Of the facility types the county is now looking to open, only the crisis response center model resembles the vision that came out of earlier efforts, Multnomah County Commissioner Sharon Meieran told The Lund Report. She was deeply involved in the planning process early on, and was one of the project’s most vocal champions. During a May 31 county board of commissioners meeting, Meieran took issue with the three new concepts that were presented to commissioners under the BHECN name.
“Please stop calling this BHECN, because it’s not,” she said during the meeting. “It is painful for me to say this, because this has been near and dear to my heart for so long, and I have seen the potential and I have seen how much time and energy and soul people have put into it — and it turned into a mess,” she said.
Meieran later cited this new direction as one reason she voted against the county’s $3.5 billion budget last week.
She called the budget allocation and revised plan for sobering beds “embarrassing” in an interview with The Lund Report, saying that $4 million doesn’t come close to the cost of standing up any of the new service options and, while the new project outline contains all the right buzz words, it’s “vague” — as if all the prior planning didn’t happen.

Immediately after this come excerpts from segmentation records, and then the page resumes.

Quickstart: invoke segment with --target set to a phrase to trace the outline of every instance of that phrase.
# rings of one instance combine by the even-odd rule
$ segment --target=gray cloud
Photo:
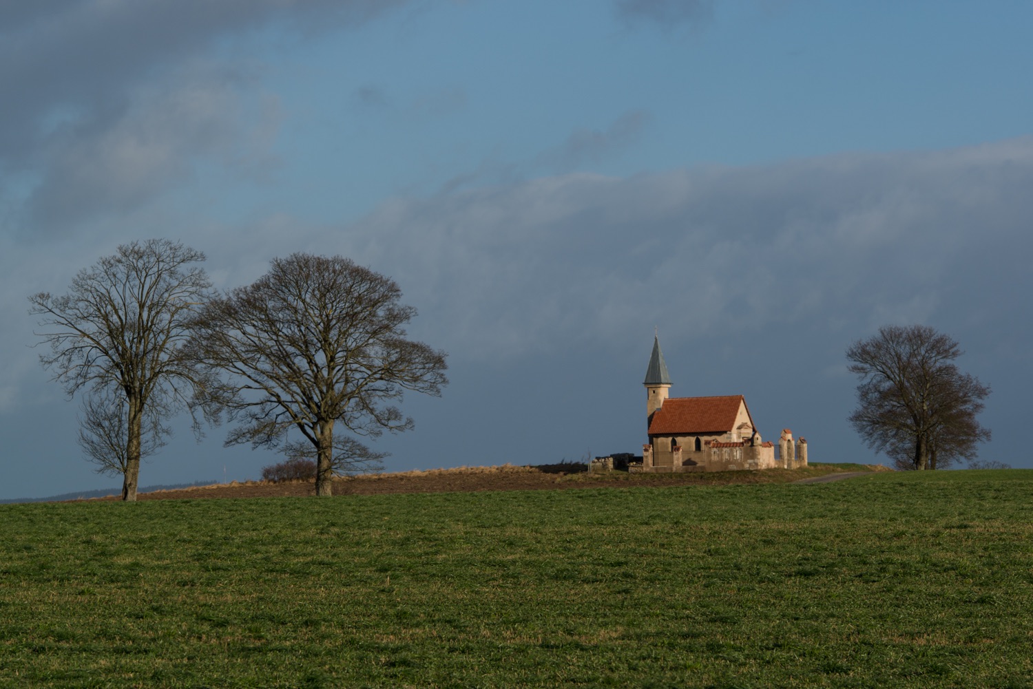
[[[352,99],[366,107],[384,107],[390,103],[383,89],[374,84],[366,84],[352,94]]]
[[[449,351],[455,373],[444,400],[406,400],[407,411],[416,405],[417,432],[378,445],[399,461],[445,464],[457,437],[464,447],[495,448],[506,435],[500,419],[514,417],[533,432],[506,435],[502,455],[459,461],[571,458],[587,443],[634,449],[654,325],[675,394],[746,393],[766,437],[792,428],[823,459],[871,461],[844,420],[853,386],[844,349],[887,322],[925,322],[956,337],[968,350],[964,368],[995,389],[987,457],[1020,465],[1025,441],[1015,430],[1033,376],[1031,187],[1033,138],[1018,138],[516,181],[396,198],[339,227],[276,216],[240,227],[173,218],[149,229],[202,249],[224,287],[292,251],[341,253],[394,276],[420,311],[410,332]],[[177,233],[182,227],[189,231]],[[74,410],[25,346],[34,340],[25,295],[63,290],[122,239],[84,236],[55,248],[0,236],[0,435],[13,439],[5,451],[37,451],[32,425]],[[56,457],[76,455],[67,424],[67,445],[48,449]],[[192,471],[227,457],[217,439],[198,450],[185,433],[183,443],[169,455],[191,458]],[[249,461],[262,460],[238,466]],[[161,480],[193,480],[158,465],[170,472]]]
[[[38,187],[35,213],[57,221],[69,216],[79,198],[84,217],[101,210],[100,199],[89,201],[88,159],[128,156],[130,168],[139,169],[144,158],[163,158],[148,166],[128,187],[116,189],[108,180],[107,193],[115,201],[138,202],[158,192],[159,182],[185,177],[193,156],[220,159],[234,135],[228,115],[219,118],[188,112],[187,122],[170,123],[160,116],[163,105],[183,112],[204,107],[197,103],[169,103],[175,96],[162,91],[193,91],[200,99],[218,97],[228,112],[240,111],[246,95],[223,79],[221,94],[210,75],[190,84],[191,65],[214,59],[209,49],[225,37],[247,37],[272,21],[291,25],[298,32],[330,31],[366,22],[407,0],[155,0],[147,3],[80,0],[67,2],[6,3],[0,12],[0,93],[7,94],[0,108],[0,171],[7,176],[5,205]],[[31,9],[29,8],[31,7]],[[254,72],[253,66],[223,64],[216,69]],[[151,128],[174,124],[179,131]],[[199,119],[198,119],[199,118]],[[74,150],[67,142],[74,138]],[[134,139],[134,140],[133,140]],[[130,150],[134,149],[134,150]],[[164,153],[161,152],[164,149]],[[240,162],[247,156],[236,156]],[[18,185],[10,180],[17,178]],[[70,184],[70,188],[64,185]],[[99,182],[97,183],[99,184]],[[11,192],[11,187],[18,187]],[[15,194],[11,198],[11,194]],[[60,199],[61,208],[49,203]],[[32,217],[30,216],[30,223]]]
[[[646,111],[630,111],[605,129],[576,129],[561,146],[539,155],[537,162],[561,171],[598,163],[607,154],[633,143],[649,119]]]
[[[1030,279],[1013,248],[1029,244],[1030,184],[1033,140],[1013,139],[544,178],[394,201],[347,234],[472,352],[557,351],[654,323],[682,339],[785,322],[864,331],[1005,317],[981,295]]]
[[[709,23],[714,17],[714,0],[617,0],[616,10],[627,24],[654,22],[669,29]]]
[[[605,129],[574,129],[562,144],[525,160],[512,162],[497,157],[487,158],[475,169],[447,180],[441,185],[440,192],[451,194],[478,184],[514,184],[542,170],[569,173],[583,165],[599,163],[634,144],[649,124],[650,117],[646,111],[628,111]]]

“It’s disingenuous to be putting it out like this is something that’s going to solve things or even begin to solve them,” Meieran said.
Staff turnover within the county’s health department is partially to blame for the way the project rolled out, she said, noting leadership failures and a lack of throughlines.
Dodge said the county isn’t starting over and that the revised procurement process will qualify a broad base of providers for involvement in standing up a better local system of care at all levels to support people exiting out of whatever sobering and stabilization facility comes to fruition.
“We know that we need to find a lot more money,” Dodge said. “But if we wait until we have all the money lined up, it just further delays things.”
City officials support the new direction. Skyler Brocker-Knapp, senior policy advisor to Mayor Ted Wheeler, said she’s “excited about getting to this place.”
Brocker-Knapp said she understands people are frustrated and that she shares some of that frustration herself. “But I think limiting ourselves to one vision has not proven to be effective — and I think making the perfect the enemy of the good, which is often said in this community — is not helpful.”
In a new system, a patient may be dropped off at a crisis stabilization center, then go through withdrawal management at another facility, then need admission to an assessment treatment center, then into supportive housing or longer term care. While Washington County has plans for a campus that offers all these services at one location, transportation would be an issue with Multnomah County’s new plan, and that’s something Dodge said the county is looking at.
Brocker-Knapp said that without having that facility already in existence, it would take years to stand up, and she wants “something in the immediate term that actually serves people who are on the streets today.”
Ideally, the new network would continue to coordinate with local coordinated care organizations, which provide services to low-income Oregon Health Plan members, Dodge said, and also bring in the area’s Measure 110-funded Behavioral Health Resource Networks.
It’s not a panacea, planners say, but it’s a start.
And what happens after a person receives sobering or stabilization services?
Dodge hopes a new network will work to address that gap in services as well, but in the meantime, bed shortages present a challenge.
Meieran said that’s still a big missing piece.
“There’s no long-term stabilization transition for people who get these services and continue to need some pretty intense services,” Meieran said. “That’s the elephant in the room.”